A missing commit file for the latest offset is normal after a crash — Spark wrote the intent (offset) but didn’t finish processing. It will reprocess on restart. Steadily growing checkpoint size without state operations indicates a retention issue; check minBatchesToRetain.

  • Shared checkpoints between streams cause silent data loss — each stream must have its own checkpoint location. When two streams share one, they overwrite each other’s offsets and skip or duplicate data with no error message.
  • DBFS checkpoints lost on cluster termination — DBFS is not durable storage. Use Unity Catalog Volumes (backed by S3/ADLS) for any checkpoint that matters.
  • State folder growing unboundedly — this means your watermark isn’t expiring state. Check that the watermark column has valid, increasing timestamps and that the watermark duration matches your data’s latency profile.

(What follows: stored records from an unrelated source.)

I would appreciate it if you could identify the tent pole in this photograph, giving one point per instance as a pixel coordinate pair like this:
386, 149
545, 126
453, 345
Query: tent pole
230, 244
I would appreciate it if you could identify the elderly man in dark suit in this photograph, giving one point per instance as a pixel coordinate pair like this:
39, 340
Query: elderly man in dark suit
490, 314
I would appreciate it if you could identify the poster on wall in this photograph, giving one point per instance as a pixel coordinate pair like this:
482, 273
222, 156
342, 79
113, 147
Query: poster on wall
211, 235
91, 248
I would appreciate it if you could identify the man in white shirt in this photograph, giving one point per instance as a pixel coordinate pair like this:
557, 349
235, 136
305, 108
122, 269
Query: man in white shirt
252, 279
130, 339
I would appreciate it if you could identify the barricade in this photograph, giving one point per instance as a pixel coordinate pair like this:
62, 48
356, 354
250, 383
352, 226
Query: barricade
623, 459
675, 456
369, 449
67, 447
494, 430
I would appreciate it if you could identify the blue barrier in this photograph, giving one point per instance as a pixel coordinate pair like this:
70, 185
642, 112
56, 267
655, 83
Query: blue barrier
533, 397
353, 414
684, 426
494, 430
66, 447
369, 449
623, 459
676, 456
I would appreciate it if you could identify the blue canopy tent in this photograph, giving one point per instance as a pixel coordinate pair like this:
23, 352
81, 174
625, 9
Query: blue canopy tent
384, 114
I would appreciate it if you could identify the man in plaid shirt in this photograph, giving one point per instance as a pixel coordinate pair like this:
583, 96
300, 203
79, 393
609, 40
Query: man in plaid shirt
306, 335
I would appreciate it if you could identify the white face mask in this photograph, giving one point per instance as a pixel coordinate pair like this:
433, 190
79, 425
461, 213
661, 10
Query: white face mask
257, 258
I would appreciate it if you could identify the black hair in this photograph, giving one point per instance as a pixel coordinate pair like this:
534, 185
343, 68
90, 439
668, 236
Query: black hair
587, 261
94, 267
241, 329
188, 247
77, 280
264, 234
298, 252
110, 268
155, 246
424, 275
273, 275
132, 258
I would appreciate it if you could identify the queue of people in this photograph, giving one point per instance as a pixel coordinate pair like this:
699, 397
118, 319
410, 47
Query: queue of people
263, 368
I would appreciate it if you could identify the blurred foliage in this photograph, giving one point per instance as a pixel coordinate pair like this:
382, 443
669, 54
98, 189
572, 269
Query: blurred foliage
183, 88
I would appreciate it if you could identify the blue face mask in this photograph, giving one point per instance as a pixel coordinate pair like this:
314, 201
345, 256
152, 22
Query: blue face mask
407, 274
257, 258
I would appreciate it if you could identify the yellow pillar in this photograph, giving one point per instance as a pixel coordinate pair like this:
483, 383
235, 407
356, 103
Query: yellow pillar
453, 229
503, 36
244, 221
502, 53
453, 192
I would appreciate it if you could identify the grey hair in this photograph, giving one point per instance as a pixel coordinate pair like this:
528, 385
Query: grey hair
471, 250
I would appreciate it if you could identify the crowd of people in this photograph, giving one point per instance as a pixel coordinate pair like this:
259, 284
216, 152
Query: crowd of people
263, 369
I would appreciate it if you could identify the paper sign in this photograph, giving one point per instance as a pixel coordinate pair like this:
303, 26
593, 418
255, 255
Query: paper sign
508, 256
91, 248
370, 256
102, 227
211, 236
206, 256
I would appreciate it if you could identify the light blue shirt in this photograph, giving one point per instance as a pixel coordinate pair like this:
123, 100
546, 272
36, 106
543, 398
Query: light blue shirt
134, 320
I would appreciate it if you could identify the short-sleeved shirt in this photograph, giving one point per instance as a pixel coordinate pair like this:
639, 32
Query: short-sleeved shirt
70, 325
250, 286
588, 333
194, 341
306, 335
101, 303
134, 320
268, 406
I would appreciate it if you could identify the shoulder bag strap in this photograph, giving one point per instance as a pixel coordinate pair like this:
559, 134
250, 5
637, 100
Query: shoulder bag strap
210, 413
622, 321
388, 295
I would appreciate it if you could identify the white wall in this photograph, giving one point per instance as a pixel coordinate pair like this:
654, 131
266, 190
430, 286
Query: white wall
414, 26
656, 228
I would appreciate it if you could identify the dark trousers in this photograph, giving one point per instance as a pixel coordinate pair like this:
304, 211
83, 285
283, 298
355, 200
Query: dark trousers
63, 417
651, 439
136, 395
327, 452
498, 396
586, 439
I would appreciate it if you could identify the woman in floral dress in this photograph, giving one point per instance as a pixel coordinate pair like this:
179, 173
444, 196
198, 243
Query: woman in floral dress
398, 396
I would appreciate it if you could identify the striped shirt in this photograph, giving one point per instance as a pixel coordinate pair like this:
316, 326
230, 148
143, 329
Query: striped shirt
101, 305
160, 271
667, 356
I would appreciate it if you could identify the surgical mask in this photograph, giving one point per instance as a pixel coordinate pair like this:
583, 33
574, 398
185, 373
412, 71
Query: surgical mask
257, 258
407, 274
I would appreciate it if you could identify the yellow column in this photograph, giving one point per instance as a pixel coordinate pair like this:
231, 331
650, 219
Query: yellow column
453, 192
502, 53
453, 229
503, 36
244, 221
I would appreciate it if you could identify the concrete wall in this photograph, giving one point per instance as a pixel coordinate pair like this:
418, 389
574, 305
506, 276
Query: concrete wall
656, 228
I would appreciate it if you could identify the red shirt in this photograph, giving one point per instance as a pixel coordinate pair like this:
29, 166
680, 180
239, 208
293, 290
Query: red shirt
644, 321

  • Can’t resume after code change — certain changes (adding/removing stateful operators, changing the number of shuffle partitions) are incompatible with existing checkpoints. Back up the checkpoint before making changes, and be prepared to delete and reprocess if the schema is incompatible.
  • Forgetting to back up before migration — always dbutils.fs.cp the checkpoint folder before schema changes, code refactors, or cluster migrations. A corrupted checkpoint with no backup means full reprocessing.